An incredible diversity of native beetles and bugs may be found in gardens – this is just a selection of some that may set up home in yours.
  1. Wasp beetle larvae feed on fallen branches and rotten fences. In early summer, the adults are often seen sunning themselves on plants.
  2. Common green capsids are found on fruit trees and bushes, garden plants and weeds. This is one of several capsid species often found in gardens.
  3. Mint leaf beetles are some of the prettiest leaf beetles in gardens. They’re normally seen on cultivated mint plants, and also on water mint in ponds.
  4. Figwort weevils are among the more distinctive weevils and are found on figworts, mulleins, and occasionally other plants. Their larvae resemble slugs.

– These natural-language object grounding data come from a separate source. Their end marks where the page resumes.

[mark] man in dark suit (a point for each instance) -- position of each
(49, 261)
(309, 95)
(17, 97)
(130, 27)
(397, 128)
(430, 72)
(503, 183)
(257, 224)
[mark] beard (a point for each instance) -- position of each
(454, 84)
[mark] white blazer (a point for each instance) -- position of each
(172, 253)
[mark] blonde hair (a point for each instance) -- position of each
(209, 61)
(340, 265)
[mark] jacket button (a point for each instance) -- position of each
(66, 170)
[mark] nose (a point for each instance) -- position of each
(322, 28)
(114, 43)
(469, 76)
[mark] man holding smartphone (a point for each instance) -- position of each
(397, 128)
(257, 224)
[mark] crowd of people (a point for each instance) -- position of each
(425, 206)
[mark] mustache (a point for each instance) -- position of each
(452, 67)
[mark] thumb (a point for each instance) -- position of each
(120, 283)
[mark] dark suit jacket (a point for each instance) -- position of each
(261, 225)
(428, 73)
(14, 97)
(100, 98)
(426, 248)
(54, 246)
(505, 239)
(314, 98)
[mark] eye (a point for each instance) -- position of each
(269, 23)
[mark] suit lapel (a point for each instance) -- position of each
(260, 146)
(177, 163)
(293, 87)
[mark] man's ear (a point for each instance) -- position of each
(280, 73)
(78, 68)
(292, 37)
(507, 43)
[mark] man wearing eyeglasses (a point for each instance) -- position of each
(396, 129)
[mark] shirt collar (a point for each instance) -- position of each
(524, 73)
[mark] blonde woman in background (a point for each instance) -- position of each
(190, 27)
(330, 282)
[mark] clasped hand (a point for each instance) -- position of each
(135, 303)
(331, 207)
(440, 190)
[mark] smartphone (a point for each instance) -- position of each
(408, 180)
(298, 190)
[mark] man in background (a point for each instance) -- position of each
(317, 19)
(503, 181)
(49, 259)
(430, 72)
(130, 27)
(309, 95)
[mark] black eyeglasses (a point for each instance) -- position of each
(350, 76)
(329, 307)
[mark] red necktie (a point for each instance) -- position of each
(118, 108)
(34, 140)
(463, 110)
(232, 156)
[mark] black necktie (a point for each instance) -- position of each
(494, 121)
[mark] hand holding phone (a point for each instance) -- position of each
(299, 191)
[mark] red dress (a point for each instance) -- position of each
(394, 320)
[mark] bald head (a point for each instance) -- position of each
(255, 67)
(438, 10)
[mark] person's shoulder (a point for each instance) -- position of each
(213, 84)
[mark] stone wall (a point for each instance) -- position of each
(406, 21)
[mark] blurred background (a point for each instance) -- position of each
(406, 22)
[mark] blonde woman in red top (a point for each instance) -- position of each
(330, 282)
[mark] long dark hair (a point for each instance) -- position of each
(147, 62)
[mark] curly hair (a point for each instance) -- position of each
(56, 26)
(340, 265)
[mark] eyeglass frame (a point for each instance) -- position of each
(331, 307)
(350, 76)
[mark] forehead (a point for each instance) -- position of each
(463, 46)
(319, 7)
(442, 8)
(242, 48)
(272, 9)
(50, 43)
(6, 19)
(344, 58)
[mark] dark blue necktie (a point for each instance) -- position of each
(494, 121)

  5. Wasp beetle larvae feed on fallen branches and rotten fences. In early summer, the adults are often seen sunning themselves on plants.

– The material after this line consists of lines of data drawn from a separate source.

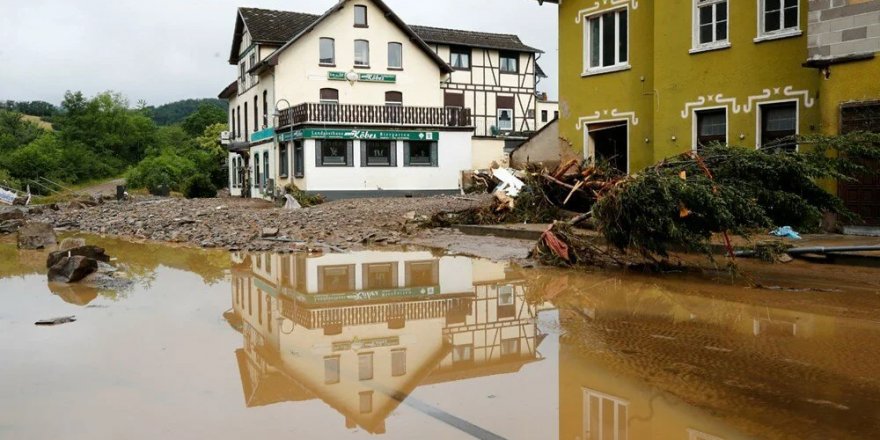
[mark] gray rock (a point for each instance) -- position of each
(93, 252)
(11, 214)
(10, 226)
(72, 269)
(36, 236)
(70, 243)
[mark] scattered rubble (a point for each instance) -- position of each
(56, 321)
(36, 235)
(256, 225)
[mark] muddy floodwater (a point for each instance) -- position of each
(408, 343)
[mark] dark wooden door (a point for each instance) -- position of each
(862, 196)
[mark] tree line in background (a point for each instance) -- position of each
(103, 137)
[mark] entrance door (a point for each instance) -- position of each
(607, 142)
(863, 195)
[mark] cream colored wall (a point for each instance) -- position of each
(299, 78)
(488, 152)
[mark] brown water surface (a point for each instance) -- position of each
(409, 343)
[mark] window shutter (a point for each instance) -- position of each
(317, 153)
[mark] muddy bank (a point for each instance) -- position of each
(239, 224)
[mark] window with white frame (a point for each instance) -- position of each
(605, 416)
(607, 41)
(710, 24)
(505, 119)
(361, 53)
(779, 17)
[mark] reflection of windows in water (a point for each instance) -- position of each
(398, 362)
(422, 273)
(462, 353)
(773, 327)
(366, 402)
(380, 276)
(335, 279)
(505, 295)
(509, 347)
(331, 370)
(605, 416)
(693, 434)
(365, 366)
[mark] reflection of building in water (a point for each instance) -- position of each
(360, 331)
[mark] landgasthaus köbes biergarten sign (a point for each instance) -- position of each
(349, 134)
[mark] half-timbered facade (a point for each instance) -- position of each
(494, 75)
(354, 103)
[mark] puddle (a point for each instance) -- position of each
(416, 344)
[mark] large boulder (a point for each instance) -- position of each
(36, 236)
(72, 269)
(10, 226)
(93, 252)
(71, 243)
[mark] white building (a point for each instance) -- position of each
(354, 102)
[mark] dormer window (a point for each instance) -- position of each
(328, 52)
(460, 58)
(509, 62)
(360, 16)
(361, 53)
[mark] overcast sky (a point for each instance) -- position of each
(165, 50)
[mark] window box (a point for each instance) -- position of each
(378, 154)
(420, 154)
(333, 153)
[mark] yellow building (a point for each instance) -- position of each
(844, 38)
(639, 83)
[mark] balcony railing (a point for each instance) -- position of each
(347, 114)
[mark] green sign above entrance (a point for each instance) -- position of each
(364, 77)
(368, 295)
(380, 135)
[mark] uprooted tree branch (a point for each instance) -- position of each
(682, 202)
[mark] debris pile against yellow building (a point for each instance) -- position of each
(639, 82)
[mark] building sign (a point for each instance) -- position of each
(366, 344)
(367, 295)
(263, 134)
(382, 135)
(364, 77)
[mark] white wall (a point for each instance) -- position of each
(454, 156)
(300, 78)
(488, 152)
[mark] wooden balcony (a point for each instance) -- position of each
(376, 115)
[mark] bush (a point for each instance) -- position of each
(199, 187)
(167, 170)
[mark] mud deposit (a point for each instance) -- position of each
(405, 342)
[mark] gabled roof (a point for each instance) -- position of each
(389, 14)
(484, 40)
(267, 26)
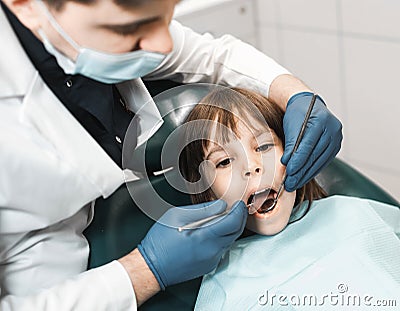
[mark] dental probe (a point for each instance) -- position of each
(201, 222)
(296, 145)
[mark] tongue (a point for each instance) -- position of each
(259, 199)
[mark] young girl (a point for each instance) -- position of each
(241, 139)
(344, 254)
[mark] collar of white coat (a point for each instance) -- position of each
(53, 120)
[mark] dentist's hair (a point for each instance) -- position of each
(224, 107)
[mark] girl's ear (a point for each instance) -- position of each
(27, 11)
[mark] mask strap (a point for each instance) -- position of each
(57, 26)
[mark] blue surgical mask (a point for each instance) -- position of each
(100, 66)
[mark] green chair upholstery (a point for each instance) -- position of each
(119, 225)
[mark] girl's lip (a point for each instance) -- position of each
(251, 195)
(268, 214)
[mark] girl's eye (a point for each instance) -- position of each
(264, 147)
(224, 162)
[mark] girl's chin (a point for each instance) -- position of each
(267, 214)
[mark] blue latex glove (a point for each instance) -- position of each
(175, 256)
(319, 145)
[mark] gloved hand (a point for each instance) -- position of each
(177, 256)
(319, 145)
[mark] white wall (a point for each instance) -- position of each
(348, 51)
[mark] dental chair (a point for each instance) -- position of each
(119, 225)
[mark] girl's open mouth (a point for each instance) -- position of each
(261, 201)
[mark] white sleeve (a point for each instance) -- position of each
(105, 288)
(225, 60)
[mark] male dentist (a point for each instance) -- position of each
(70, 81)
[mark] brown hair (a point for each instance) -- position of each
(225, 106)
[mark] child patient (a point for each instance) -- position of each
(242, 144)
(343, 255)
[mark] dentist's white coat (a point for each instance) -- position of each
(51, 170)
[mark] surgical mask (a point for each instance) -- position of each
(100, 66)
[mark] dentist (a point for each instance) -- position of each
(70, 82)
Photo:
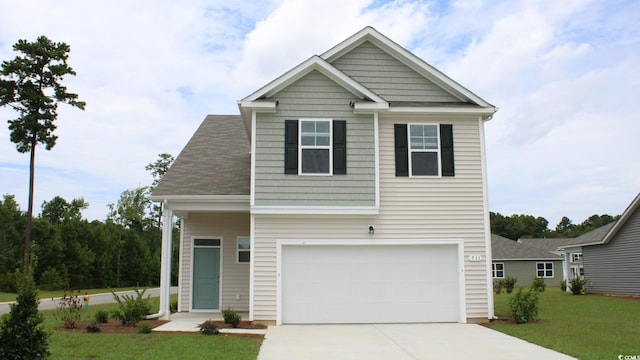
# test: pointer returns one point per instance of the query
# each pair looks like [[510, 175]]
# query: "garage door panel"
[[369, 284]]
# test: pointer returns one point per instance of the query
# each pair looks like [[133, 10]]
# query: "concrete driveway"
[[397, 342]]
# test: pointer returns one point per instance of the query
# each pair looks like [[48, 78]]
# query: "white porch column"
[[165, 263]]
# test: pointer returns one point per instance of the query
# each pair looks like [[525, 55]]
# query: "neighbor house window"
[[243, 249], [576, 257], [498, 270], [544, 270]]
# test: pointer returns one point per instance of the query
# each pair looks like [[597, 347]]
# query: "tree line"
[[527, 226]]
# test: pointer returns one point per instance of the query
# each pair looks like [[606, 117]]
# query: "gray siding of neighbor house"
[[388, 77], [614, 268], [525, 271], [314, 96]]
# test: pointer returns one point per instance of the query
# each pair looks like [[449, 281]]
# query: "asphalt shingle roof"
[[507, 249], [216, 161]]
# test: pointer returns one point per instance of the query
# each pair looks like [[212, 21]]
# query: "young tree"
[[31, 85]]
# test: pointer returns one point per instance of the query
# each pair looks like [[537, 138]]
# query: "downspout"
[[165, 265]]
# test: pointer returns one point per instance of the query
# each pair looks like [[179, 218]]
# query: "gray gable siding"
[[388, 77], [314, 96], [613, 268]]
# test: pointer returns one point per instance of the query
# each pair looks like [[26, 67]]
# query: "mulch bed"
[[114, 326]]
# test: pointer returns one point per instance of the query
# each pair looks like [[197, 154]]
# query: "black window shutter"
[[339, 147], [402, 150], [446, 149], [291, 146]]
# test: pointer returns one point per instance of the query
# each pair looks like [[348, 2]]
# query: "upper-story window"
[[315, 147], [424, 150], [424, 147]]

  6. Hawthorn shieldbugs are very attractive insects, but they can be difficult to spot among hawthorn berries. Also found on other garden bushes.

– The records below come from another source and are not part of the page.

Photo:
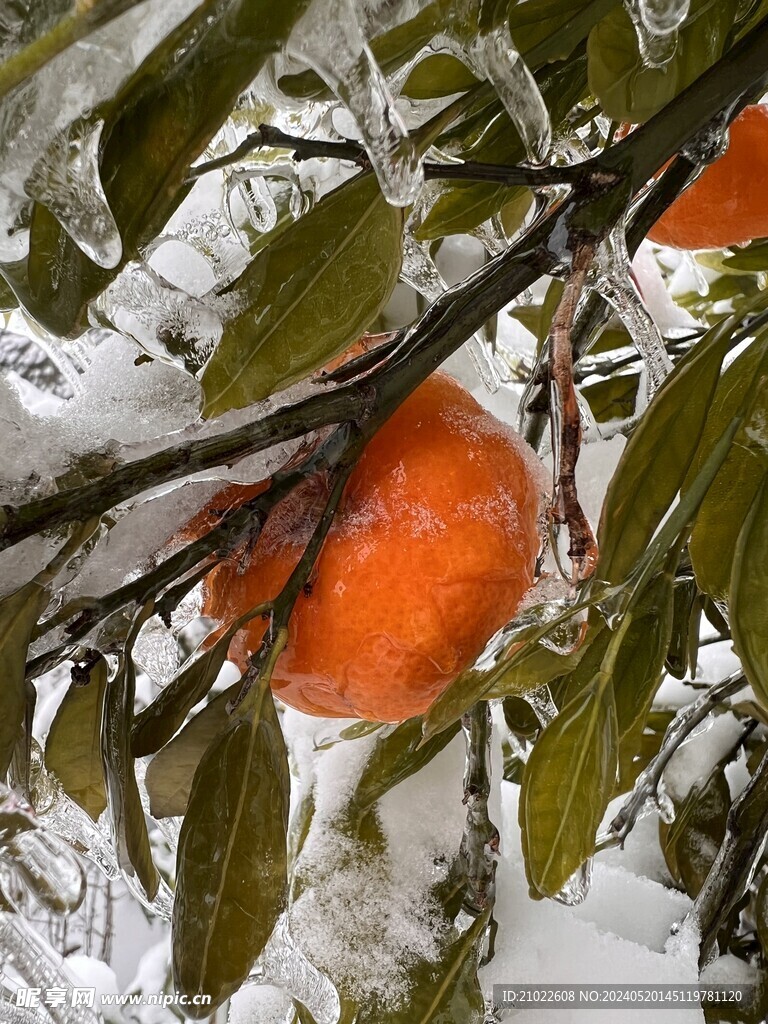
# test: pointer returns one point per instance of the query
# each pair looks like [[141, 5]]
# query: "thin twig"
[[730, 875], [480, 840], [566, 426], [647, 784]]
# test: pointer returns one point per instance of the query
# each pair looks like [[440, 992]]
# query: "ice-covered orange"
[[431, 549]]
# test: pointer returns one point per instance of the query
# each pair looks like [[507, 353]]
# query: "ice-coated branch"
[[646, 790], [566, 425], [480, 840], [307, 148], [731, 873]]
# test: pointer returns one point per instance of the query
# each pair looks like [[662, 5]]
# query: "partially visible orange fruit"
[[727, 205], [430, 552]]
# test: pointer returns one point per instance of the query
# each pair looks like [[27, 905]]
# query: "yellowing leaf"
[[307, 296]]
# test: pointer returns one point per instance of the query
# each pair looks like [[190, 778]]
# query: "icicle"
[[577, 888], [544, 707], [284, 964], [169, 324], [331, 40], [497, 58], [614, 283], [40, 967], [67, 181], [419, 270]]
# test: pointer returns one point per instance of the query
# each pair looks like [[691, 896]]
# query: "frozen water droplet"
[[166, 322], [656, 48], [615, 285], [331, 39], [577, 888], [420, 271], [67, 180], [544, 707], [284, 964], [497, 58]]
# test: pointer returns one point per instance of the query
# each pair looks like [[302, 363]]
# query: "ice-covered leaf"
[[127, 815], [749, 597], [171, 771], [444, 992], [690, 844], [231, 866], [657, 456], [155, 128], [724, 509], [630, 90], [73, 750], [18, 613], [155, 725], [465, 205], [307, 296], [566, 785], [394, 758]]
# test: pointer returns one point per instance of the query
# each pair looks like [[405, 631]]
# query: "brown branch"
[[566, 427]]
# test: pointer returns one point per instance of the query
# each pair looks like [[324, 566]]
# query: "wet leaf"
[[724, 509], [396, 757], [566, 785], [169, 776], [613, 398], [630, 90], [749, 596], [128, 822], [73, 750], [157, 723], [298, 313], [18, 614], [445, 992], [691, 843], [656, 458], [465, 205], [231, 857], [155, 128]]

  7. Common red soldier beetles are sometimes called bloodsuckers. They’re found on umbellifers and thistles, and eat other, smaller insects.
  8. Common malachite beetles are found on a range of garden plants, feeding on nectar, pollen and aphids. Their bright colours indicate that they’re poisonous.
  9. Common sun beetles range in colour from coppery-green to black and their antennae have orange bases. If disturbed, they emit a foul-smelling fluid.
  10. Rove beetles are common in compost heaps, leaf litter and under stones. In early summer, they can sometimes be spotted basking on garden plants.
  11. Oak bush-crickets are common in the south. The nymphs can be found on many garden plants; adults survive well into the autumn.
  • Even if your plants are damaged by species such as lily beetles, don’t use insecticides. Removing beetles by hand can be just as effective and avoids killing beneficial species at the same time. After the first disturbance, lily beetles will drop to the ground, so spread some newspaper under the plants before you attempt to catch them.
  • It is essential to provide places for bugs to overwinter. You can buy expensive ‘bug houses’, but providing natural shelter in the form of open compost heaps, stick piles and mounds of stones, and leaving dead stems on plants, is more efficient and cheaper.
  • If you do not have room for piles of leaves in your garden, create temporary ones in winter at the back of your flowerbeds using tubes made out of chicken wire. These take up little space, are not intrusive and provide ideal sites for beetles and bugs to overwinter. Remove the wire in spring once the leaves have rotted down.
  • Plants with flat flowerheads are good for a range of beetles and bugs, so plant candytuft, fennel, yarrow, wild marjoram, field scabious and compositae such as oxeye daisies and ornamental thistles to provide a range of flowers throughout the year. Be sure to put them in sunny spots.
  • Trees and mature vegetation enhance the diversity of beetles and bugs in your garden by providing feeding sites in the summer and places to overwinter.